The primary objective is to demonstrate added benefit of brodalumab versus a selected systemic comparator in treatment of moderate to severe plaque psoriasis in Germany in subjects who have not previously received systemic treatment for psoriasis.

Fumaric acid esters have been selected as the comparator because it is an established systemic treatment of psoriasis in Germany.
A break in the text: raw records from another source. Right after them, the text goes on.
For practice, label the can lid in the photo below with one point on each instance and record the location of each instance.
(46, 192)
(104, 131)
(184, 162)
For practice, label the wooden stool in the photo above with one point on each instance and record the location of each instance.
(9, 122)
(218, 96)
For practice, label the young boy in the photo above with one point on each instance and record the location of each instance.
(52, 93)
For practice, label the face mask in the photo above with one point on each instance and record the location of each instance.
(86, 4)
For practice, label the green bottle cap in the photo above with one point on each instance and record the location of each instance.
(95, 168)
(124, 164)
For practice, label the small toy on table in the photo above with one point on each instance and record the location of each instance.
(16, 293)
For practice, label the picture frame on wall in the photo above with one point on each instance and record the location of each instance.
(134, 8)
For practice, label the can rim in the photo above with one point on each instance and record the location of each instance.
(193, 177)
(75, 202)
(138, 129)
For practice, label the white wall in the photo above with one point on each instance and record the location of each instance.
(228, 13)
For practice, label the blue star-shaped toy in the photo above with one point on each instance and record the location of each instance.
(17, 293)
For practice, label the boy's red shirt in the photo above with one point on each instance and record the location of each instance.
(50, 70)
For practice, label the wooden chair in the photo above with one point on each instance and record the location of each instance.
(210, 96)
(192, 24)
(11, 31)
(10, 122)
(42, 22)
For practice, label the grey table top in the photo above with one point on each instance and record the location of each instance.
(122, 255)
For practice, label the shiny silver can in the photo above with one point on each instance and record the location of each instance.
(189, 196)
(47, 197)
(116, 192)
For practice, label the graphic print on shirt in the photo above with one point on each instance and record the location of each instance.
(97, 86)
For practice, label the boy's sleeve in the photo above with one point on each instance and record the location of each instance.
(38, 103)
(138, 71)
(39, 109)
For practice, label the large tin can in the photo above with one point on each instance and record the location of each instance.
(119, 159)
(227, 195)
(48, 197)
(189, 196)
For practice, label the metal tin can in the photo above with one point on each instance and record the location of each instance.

Condition or disease Intervention/treatment Phase
Psoriasis Vulgaris Biological: Brodalumab Drug: Fumaric acid esters Phase 4

Detailed Description:
A 24-week, randomised, open-label, active-controlled, parallel group, multi-centre trial with investigator-blinded efficacy assessments

Study Type : Interventional  (Clinical Trial)
Estimated Enrollment : 240 participants
Allocation: Randomized
Intervention Model: Parallel Assignment
Masking: Single (Outcomes Assessor)
Primary Purpose: Treatment
Official Title: A Phase 4 Trial Comparing the Efficacy of Subcutaneous Injections of Brodalumab to Oral Administrations of Fumaric Acid Esters in Adults With Moderate to Severe Plaque Psoriasis
Actual Study Start Date : November 3, 2017
Estimated Primary Completion Date : May 2018
Estimated Study Completion Date : October 2018

Resource links provided by the National Library of Medicine

MedlinePlus related topics: Psoriasis

Arm Intervention/treatment
Experimental: Brodalumab
Kyntheum® (brodalumab) pre-filled syringe 210 mg/1.5 mL solution for subcutaneous injections. First 3 injections are administered weekly, and hereafter every two weeks (Q2W).
Biological: Brodalumab

Brodalumab is a recombinant fully human monoclonal immunoglobulin IgG2-antibody that binds with high affinity to human interleukin 17 receptor A (IL-17RA).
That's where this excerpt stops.